Fitness level: If an athlete is physically fit and maintains this high level of speed and aerobic endurance will in turn make the athlete quicker, more efficient and controlled reducing the risk of injury to the athlete. This is because if the athlete is training at a high level then their fitness level drops suddenly but they are still training at this level they could run the risk of pulling muscles or passing out due to the intensity being too high for their fitness level.
Growth development: Young athletes who are still growing and developing could potentially face a higher risk of injury than a fully developed athlete. Young athletes can be at risk to injury more because of a number of factors including excessive forces damage or effect bone growth, young athletes reaction times may not be fully developed which also could add to the risk of injury as they will not be able to react to a threat as quickly as someone who’s reactions are fully developed.
Previous injury history: When an athlete injures a part of their body this body part may never fully recover and become weaker and become more prone to injury, this is why proper rehabilitation is needed when an athlete suffers an injury. If you suffer from an injury a way that you could help prevent any further injury is to ensure that ensure that you are 100% fit and have been signed off from the physio.
Flexibility: Flexibility is important to help reduce the risk of injuries as it makes the range of movement at a joint greater therefore reducing the risk of injury at that particular joint. If the athlete does not have good flexibility at a joint this may cause tightness and force another body part to compensate for this, for example tightness in the hamstrings could cause lower back problems.
Nutrition: A balanced diet is very important for an athlete as it affects the athlete’s energy levels and recovery, athletes who eat too much salt and do not drink enough water may experience cramp when exercising causing injury if severe enough. Athletes need to keep hydrated as it replaces lost fluids when exercising and not doing so may result in injury.
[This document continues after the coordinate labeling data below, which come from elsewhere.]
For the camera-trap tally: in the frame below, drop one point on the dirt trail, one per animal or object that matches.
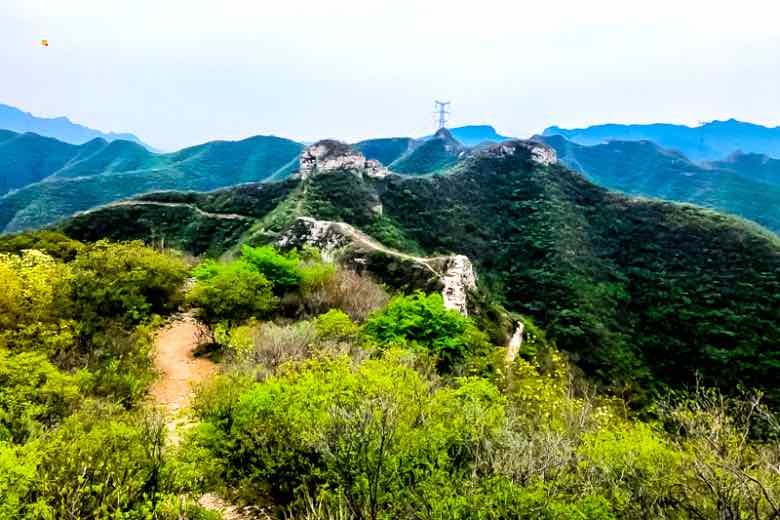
(179, 369)
(172, 391)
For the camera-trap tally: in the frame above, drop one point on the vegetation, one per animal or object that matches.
(642, 294)
(76, 331)
(77, 178)
(384, 150)
(745, 185)
(335, 401)
(431, 155)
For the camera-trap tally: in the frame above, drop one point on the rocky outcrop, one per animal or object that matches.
(453, 276)
(540, 153)
(330, 155)
(515, 342)
(326, 236)
(459, 279)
Sleep: Having little or lack of sleep increases hormones in the body that make you stressed, it also decreases the activity of the growth hormones which repair tissue which are damaged by exercise. Having little sleep also reduces the bodies capacity to break down glucose, all these factors can ultimately lead to injury. Having little sleep can also slow reaction time down which could cause injury in athletes as if they are playing cricket on little or no sleep and they are fielding the ball could end up hitting them on the head or breaking their fingers if they cannot react in time and adjust their body to the incoming stimulus.
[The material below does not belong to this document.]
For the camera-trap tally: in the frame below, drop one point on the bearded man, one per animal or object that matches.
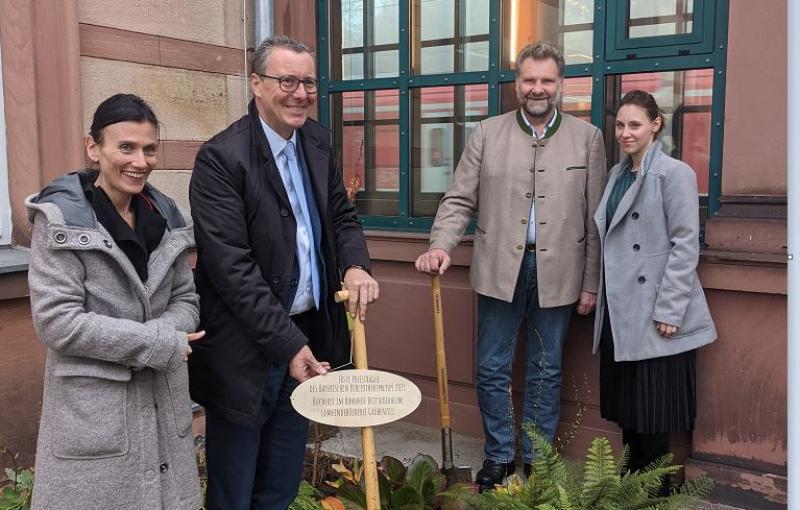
(533, 177)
Lordosis: This is excessive inwards curvature of the spine at the lower back this may stop you from participating in physical activity if your lordosis is to the extreme. You can build up muscles in your back to help support you however this may not always work.
Kyphosis: This is excessive outwards curvature of the thoratic spine which is mid back/shoulder blade region again you can build up the muscles in your back to help support you however if your kyphosis is too severe you will become impaired.
Scoliosis: This is another postural defect the same as lordosis and kyphosis however this is excessive side to side curvature of the spine.
Foot mechanics: If your foot supinates or pronates excessively this can cause injury further up the leg and even to the lower back as your leg will compensate.